My assignment is the following:
Prove that if a tree that has a vertex $v$ of degree $k > 1$ has at least $k$ leaves.
$\delta_T(v)$ means the degree of $v$ in the tree $T$
This is the approach I have:
Let there be a tree $T$. By statement we know that there is a vertex of degree $ k> 1 $. This means that there is a vertex that has more than one edge and also has an equal or greater number of edges than any other $ T $ vertex. Let the previous vertex be the vertex $ v '$. Since it has a degree $ k > 1 $, then it is not a leaf.

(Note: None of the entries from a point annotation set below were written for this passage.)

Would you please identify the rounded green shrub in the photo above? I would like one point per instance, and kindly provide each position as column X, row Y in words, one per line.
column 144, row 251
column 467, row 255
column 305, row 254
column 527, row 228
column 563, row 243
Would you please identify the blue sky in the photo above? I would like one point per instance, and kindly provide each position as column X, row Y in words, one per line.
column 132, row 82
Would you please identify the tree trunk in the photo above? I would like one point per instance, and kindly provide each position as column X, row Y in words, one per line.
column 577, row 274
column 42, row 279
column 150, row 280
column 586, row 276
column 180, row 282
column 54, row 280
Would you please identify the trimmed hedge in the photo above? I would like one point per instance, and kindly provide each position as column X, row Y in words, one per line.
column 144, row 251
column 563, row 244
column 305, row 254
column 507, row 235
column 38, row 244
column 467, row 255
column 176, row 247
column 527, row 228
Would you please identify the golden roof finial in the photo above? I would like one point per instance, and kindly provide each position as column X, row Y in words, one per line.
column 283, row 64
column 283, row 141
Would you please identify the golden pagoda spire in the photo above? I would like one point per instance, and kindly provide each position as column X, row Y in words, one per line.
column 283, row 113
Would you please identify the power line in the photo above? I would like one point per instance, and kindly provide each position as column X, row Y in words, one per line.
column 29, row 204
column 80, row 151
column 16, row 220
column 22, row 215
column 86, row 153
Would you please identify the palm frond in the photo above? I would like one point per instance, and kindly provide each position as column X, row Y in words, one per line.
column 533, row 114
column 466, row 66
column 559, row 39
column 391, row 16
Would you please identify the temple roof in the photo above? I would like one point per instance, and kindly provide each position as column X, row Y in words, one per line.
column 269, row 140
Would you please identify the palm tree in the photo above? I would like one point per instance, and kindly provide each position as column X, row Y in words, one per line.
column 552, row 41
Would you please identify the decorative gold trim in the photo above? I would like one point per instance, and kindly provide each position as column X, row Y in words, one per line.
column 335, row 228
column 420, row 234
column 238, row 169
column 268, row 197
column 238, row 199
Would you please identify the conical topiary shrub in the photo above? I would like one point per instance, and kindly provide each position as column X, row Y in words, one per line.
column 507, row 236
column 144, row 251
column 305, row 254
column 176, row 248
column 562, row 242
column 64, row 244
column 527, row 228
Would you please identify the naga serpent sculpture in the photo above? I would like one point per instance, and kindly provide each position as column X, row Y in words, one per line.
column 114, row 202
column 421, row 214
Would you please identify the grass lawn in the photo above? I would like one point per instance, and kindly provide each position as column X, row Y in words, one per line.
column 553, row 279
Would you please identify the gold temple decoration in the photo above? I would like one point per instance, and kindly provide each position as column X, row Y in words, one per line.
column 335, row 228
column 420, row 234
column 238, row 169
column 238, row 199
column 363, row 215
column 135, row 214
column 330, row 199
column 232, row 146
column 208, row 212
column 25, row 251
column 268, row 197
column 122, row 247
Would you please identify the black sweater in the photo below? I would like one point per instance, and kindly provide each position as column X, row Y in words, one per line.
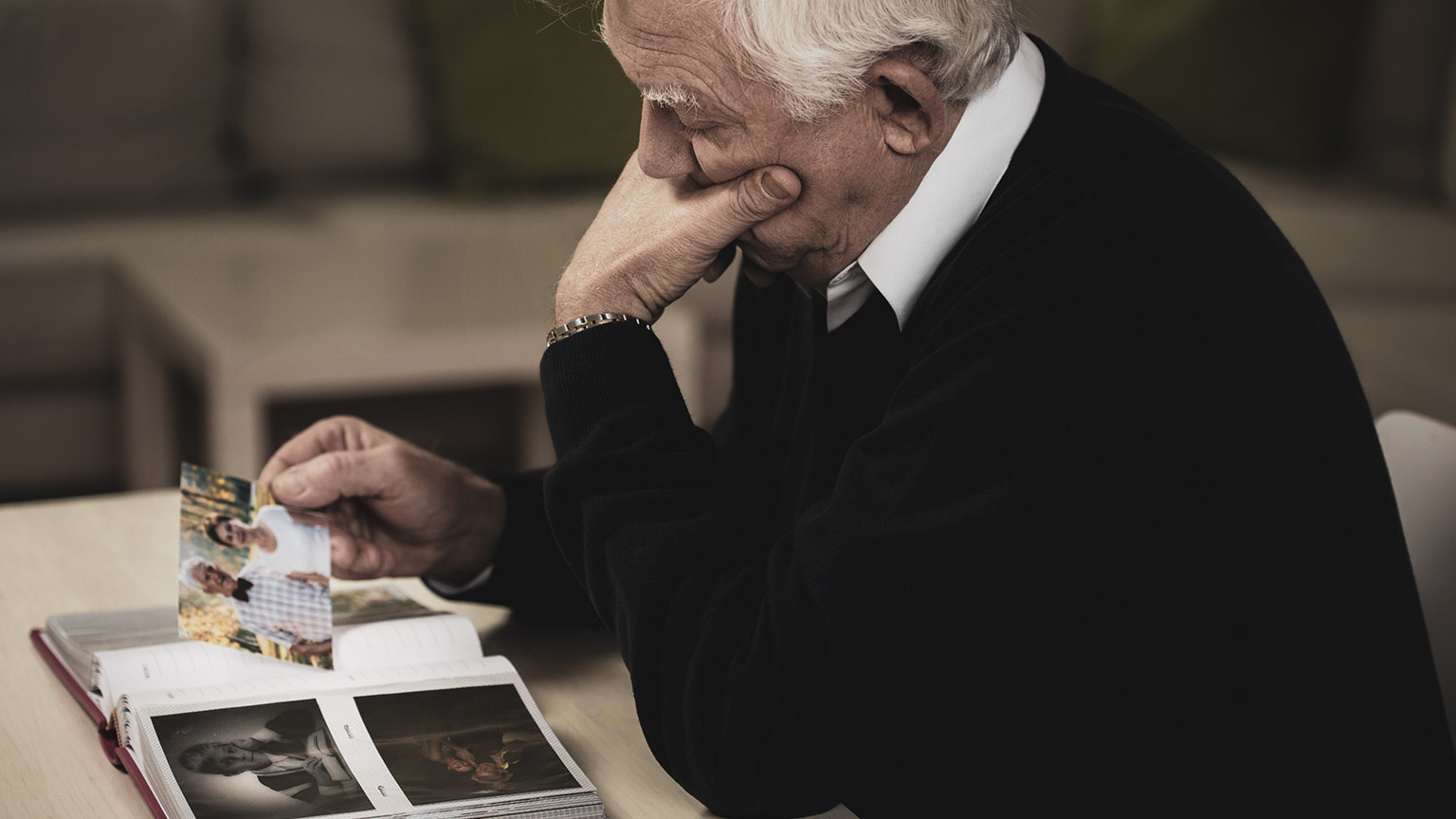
column 1107, row 520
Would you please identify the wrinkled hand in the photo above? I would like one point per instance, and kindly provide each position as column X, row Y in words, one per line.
column 395, row 510
column 655, row 238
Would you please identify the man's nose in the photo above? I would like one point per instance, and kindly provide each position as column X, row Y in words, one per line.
column 663, row 149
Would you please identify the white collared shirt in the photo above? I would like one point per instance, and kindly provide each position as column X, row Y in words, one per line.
column 901, row 260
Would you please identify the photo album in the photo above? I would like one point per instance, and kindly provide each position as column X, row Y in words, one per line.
column 266, row 694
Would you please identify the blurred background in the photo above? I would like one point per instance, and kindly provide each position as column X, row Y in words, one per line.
column 222, row 220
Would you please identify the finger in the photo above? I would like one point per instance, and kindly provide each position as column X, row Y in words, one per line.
column 332, row 475
column 339, row 431
column 719, row 264
column 746, row 201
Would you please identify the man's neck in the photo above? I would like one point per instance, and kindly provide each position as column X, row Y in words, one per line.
column 885, row 195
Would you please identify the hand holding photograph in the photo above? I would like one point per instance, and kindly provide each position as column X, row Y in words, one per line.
column 252, row 574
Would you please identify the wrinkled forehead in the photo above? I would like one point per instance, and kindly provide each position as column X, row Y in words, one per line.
column 674, row 51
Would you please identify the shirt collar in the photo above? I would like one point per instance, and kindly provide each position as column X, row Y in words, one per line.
column 901, row 260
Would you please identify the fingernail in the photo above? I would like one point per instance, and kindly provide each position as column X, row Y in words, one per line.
column 290, row 484
column 772, row 187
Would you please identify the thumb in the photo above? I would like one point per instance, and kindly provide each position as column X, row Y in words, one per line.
column 750, row 198
column 325, row 479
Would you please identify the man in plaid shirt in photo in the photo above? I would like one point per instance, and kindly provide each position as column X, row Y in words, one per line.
column 290, row 610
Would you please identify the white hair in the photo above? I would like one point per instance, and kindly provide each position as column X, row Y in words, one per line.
column 185, row 573
column 815, row 53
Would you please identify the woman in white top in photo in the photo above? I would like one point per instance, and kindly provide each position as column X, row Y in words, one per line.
column 282, row 542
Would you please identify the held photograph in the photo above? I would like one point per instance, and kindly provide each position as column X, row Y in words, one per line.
column 462, row 743
column 271, row 761
column 252, row 574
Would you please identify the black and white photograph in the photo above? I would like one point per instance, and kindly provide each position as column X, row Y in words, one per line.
column 462, row 743
column 271, row 761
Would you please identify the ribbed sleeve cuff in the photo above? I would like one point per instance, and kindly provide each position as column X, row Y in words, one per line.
column 609, row 372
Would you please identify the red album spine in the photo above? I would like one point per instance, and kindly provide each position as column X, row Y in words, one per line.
column 116, row 754
column 130, row 765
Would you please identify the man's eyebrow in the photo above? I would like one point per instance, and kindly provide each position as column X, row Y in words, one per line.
column 671, row 97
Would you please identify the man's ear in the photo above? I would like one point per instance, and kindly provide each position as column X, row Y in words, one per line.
column 907, row 106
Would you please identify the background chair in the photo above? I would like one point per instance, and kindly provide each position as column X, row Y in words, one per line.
column 1421, row 456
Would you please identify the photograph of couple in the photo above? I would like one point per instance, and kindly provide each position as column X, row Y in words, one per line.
column 252, row 574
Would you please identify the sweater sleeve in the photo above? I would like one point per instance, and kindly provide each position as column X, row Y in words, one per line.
column 529, row 574
column 1050, row 553
column 755, row 658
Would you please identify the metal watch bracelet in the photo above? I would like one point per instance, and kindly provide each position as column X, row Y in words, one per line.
column 577, row 325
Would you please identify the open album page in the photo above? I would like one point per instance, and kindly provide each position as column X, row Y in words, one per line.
column 448, row 739
column 190, row 664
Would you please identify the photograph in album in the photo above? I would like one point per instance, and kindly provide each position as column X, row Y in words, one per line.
column 269, row 761
column 462, row 743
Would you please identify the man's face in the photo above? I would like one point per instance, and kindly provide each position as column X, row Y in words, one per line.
column 231, row 759
column 231, row 532
column 214, row 580
column 717, row 125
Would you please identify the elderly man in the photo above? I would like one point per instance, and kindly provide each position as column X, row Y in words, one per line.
column 290, row 610
column 1045, row 463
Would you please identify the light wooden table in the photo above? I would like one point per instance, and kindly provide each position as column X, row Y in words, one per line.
column 119, row 551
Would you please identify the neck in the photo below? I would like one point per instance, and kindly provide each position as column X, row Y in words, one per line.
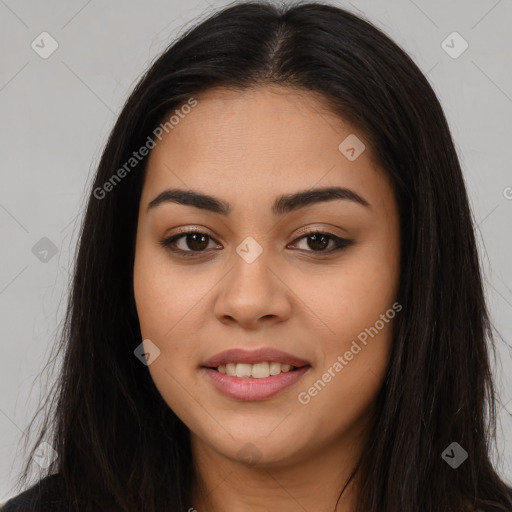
column 311, row 481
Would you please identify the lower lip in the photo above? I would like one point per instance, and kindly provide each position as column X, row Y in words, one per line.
column 250, row 389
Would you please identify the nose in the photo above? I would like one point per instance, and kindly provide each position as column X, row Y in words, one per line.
column 253, row 295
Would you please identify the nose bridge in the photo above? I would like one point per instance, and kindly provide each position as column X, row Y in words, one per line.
column 251, row 290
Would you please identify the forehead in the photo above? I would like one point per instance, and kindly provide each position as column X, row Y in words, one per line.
column 238, row 144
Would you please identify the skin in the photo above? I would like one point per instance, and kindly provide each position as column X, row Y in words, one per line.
column 247, row 148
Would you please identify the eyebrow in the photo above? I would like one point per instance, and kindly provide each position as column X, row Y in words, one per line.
column 283, row 204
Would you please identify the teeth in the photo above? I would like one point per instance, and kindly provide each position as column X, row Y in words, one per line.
column 256, row 371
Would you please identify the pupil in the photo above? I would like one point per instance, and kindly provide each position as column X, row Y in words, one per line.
column 315, row 238
column 194, row 239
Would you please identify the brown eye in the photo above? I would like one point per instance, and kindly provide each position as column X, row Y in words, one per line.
column 317, row 241
column 192, row 241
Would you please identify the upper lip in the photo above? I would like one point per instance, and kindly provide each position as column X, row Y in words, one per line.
column 240, row 355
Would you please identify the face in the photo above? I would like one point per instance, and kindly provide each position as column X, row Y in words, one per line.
column 310, row 278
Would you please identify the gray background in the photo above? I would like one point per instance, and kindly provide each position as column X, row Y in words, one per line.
column 57, row 112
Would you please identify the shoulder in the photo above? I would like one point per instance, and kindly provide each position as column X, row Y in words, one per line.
column 42, row 497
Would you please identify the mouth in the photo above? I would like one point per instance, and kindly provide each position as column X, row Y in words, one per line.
column 260, row 370
column 254, row 375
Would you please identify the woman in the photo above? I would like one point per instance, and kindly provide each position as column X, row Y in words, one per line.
column 277, row 299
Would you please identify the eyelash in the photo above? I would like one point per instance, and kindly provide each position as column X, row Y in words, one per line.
column 167, row 243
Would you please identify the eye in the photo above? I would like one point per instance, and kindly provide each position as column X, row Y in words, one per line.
column 318, row 241
column 197, row 241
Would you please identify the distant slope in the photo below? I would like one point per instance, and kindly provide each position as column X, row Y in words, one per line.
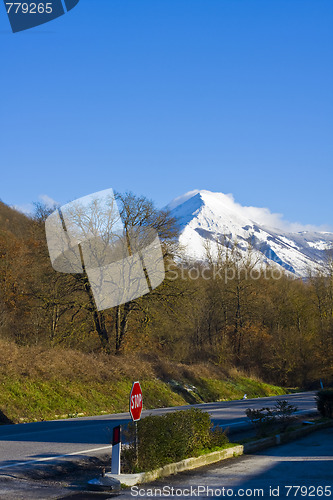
column 214, row 218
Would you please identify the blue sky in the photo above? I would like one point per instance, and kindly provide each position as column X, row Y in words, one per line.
column 161, row 97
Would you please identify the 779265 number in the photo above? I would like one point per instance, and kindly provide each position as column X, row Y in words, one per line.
column 29, row 8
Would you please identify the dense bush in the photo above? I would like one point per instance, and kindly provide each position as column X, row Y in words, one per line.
column 170, row 438
column 324, row 400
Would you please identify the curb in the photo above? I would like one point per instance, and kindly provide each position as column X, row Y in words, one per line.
column 216, row 456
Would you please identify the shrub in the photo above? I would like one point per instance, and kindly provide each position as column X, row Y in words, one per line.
column 324, row 400
column 170, row 438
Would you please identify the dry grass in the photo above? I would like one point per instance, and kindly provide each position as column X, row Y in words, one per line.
column 39, row 383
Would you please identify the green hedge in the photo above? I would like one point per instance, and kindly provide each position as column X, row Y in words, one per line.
column 324, row 400
column 170, row 438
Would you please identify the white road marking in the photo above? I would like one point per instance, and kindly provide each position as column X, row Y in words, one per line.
column 48, row 459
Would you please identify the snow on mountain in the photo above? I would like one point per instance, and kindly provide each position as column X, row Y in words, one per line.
column 216, row 218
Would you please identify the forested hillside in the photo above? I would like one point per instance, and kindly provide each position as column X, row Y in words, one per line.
column 278, row 329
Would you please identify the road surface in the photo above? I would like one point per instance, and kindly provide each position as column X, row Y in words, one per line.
column 29, row 445
column 276, row 472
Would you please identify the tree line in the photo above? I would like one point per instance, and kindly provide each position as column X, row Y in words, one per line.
column 227, row 311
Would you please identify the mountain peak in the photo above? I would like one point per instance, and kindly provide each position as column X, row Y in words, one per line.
column 216, row 217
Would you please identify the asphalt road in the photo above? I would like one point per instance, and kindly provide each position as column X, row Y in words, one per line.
column 24, row 446
column 300, row 469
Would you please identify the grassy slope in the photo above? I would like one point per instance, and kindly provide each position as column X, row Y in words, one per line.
column 45, row 384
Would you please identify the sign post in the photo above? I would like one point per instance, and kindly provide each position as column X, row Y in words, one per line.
column 136, row 401
column 135, row 408
column 116, row 449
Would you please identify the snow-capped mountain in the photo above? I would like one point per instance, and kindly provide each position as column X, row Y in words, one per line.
column 215, row 218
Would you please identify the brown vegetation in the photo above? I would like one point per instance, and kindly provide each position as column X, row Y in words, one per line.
column 281, row 330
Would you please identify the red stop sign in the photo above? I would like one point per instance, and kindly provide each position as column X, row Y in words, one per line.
column 136, row 401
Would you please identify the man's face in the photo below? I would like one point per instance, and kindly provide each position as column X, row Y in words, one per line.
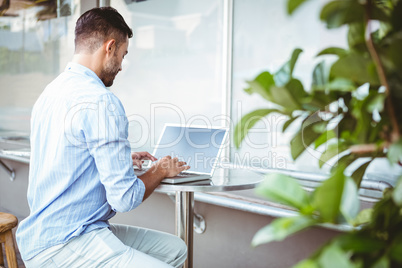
column 113, row 65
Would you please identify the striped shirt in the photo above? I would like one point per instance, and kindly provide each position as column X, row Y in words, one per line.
column 81, row 171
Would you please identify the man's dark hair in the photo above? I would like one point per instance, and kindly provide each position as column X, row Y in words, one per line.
column 98, row 25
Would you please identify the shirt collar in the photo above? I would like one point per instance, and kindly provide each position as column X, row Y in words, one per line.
column 81, row 69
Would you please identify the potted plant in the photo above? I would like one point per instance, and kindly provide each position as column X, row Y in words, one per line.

Because of the Handshaking Lemma, the sum of the degrees of the vertices is twice the number of edges, then: $$\sum_{v\in V}{\delta_T(v)}=2|E|\ (1)$$ By property of trees, we know that $ | E | = | V | -1 $ $ (2) $.
Replacing $ (2) $ in $ (1) $, we can say that $$\sum_{v\in V}{\delta_T(v)}=2|V|-2\ (*)$$ If we define $ L $ as the set of all the leaves of $ T $. The degree of all vertices that are not leaves is at least 2. Then: $$\sum_{v\in V}{\delta_T(v)}=\delta_T(v')+\sum_{v\in L}{\delta_T(v)}+\sum_{v\in V\backslash(L\cup [v'])}{\delta_T(v)}$$
In the case that all the leaves have degree 1 in $ T $ and assuming that the degree of $ v '$ is $ k $: $$\sum_{v\in V}{\delta_T(v)}\geq k+|L|+2(|V|-|L|-1)$$ $$\sum_{v\in V}{\delta_T(v)}\geq k-|L|+2|V|-2$$
Replacing $ (*) $ in the previous inequality: $$2|V|-2\geq k-|L|+2|V|-2$$ $$|L|\geq k$$ This translates into the fact that the amount of leaves that exist in the tree must be at least the amount equal to the largest degree that has a vertex in the whole tree.
Is there anything to add to this solution? Maybe something to fix?
Thank you in advance.